Homebuilder sentiment on the housing market dipped to a new low in August. After eight straight months of decline, the National Association of Home Builders (NAHB)/Wells Fargo Housing Market Index (HMI) landed at 49–just south of breaking even.
NAHB Chief Economist Robert Dietz credits a combination of persistently elevated construction costs and the Federal Reserve’s measures to fight inflation with bringing on a housing recession. And Peter Boockvar, Bleakley Advisory Group chief investment officer, is pointing to the latest reports on housing and manufacturing as proof of the same.
While there’s no arguing with the visible evidence of an economic recession, it’s misleading to equate that with a housing recession.
They’re not the same. So, what’s happening in the housing market?
Peter Boockvar issued a dire warning that the recession is spreading to other parts of the economy—including the housing market. He says there’s no way to avoid a recession and believes we’re “not being sensitive enough to this economic slowdown and what it’s going to mean for corporate earnings and profit margins.”
Almost exactly a year ago, Boockvar predicted a housing collapse on CNBC’s “Trading Nation.” Part of this prediction claimed the Federal Reserve was creating a real estate price bubble that would wipe out home equity.
While the major indexes started this week in the green, Boockvar is skeptical, pointing to the three stages of a bear market and suggesting investors are in denial.
An economic recession does not equal a housing recession
This week’s episode of The Real Word podcast touched on Boockvar’s warning and what’s happening with the U.S. housing market.
Byron Lazine referenced the investor’s words and pointedly disagreed, stating that what we’re dealing with is not a housing recession but a return to a more normalized market.
He’s saying we’re just in the beginning. So, I’m not aligned with this investor. We’re not in a housing recession. We’re in an economic recession—two different things. We’re in a normalizing housing market…
Lazine also stressed the importance of educating consumers on the difference between an economic recession and a housing recession, using data-backed visuals to drive home the point.
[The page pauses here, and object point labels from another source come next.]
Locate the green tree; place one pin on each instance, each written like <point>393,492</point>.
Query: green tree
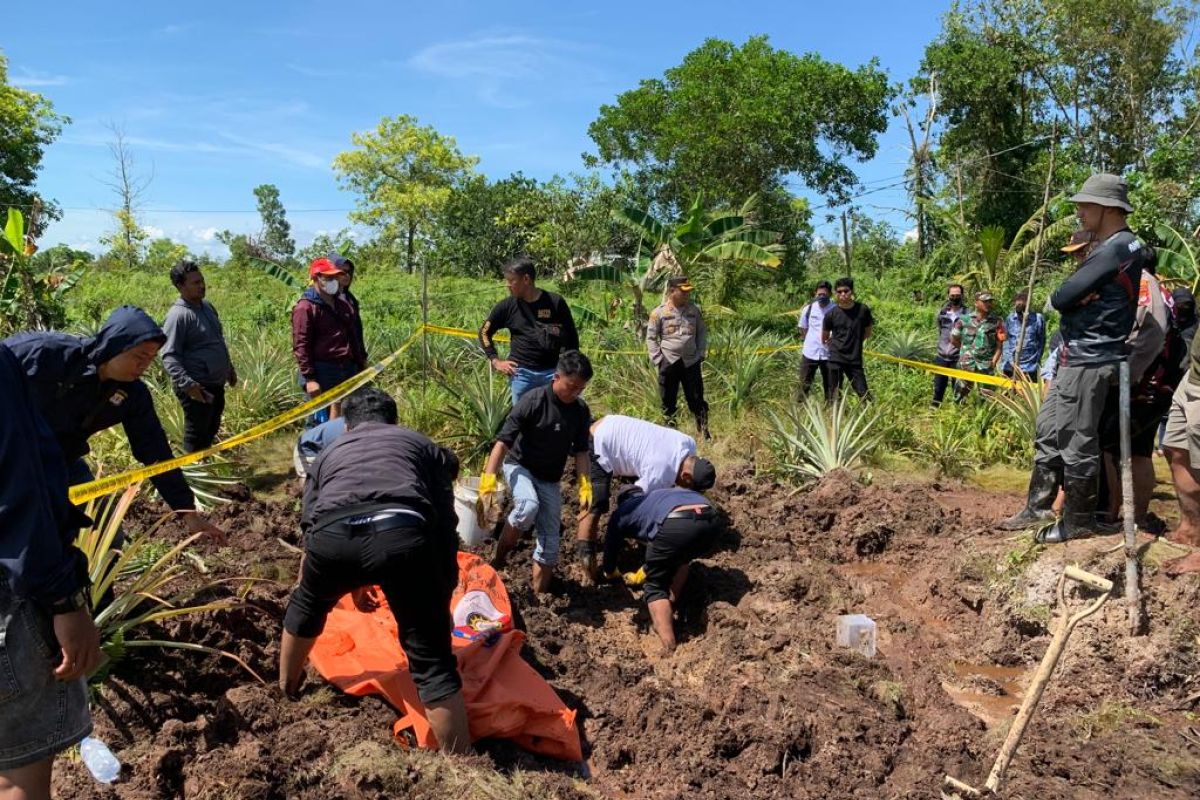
<point>28,124</point>
<point>718,250</point>
<point>733,121</point>
<point>403,174</point>
<point>163,253</point>
<point>276,234</point>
Consumers are sitting on the sidelines
If the housing market is not entering a recession, what is happening? Instead of jumping into the market full force, buyers, sellers, and homebuilders are sitting on the sidelines, creating a cold war in real estate as they wait to see what happens next.
Here’s a breakdown:
- Buyers are holding back. High inflation and elevated mortgage rates make buying a home more expensive and have, as a combined force, priced many buyers out of the current market.
- Sellers are holding back. Sellers have noticed the drop in buyer offers and the shrinking of over-ask margins. More are responding by holding back, waiting to see if mortgage rates will dip again, drawing more buyers into the market and ramping up competition for listings.
- Homebuilders are frustrated. Builder confidence in the market is clearly suffering right now. National Association of Home Builders/Wells Fargo Housing Market Index shows a six-point decline for August. And as there’s no sign of an imminent correction, that decline could continue.
Top takeaways for real estate agents
The more you know about the market, the better able you’ll be to educate consumers on the advantages of buying and selling in today’s market.
You can’t predict what will happen with mortgage rates in the coming months, but with the abundance of data available, you can make sure your clients understand the choices they face and the costs and benefits of each.
Scaring consumers with the latest headlines won’t help anyone.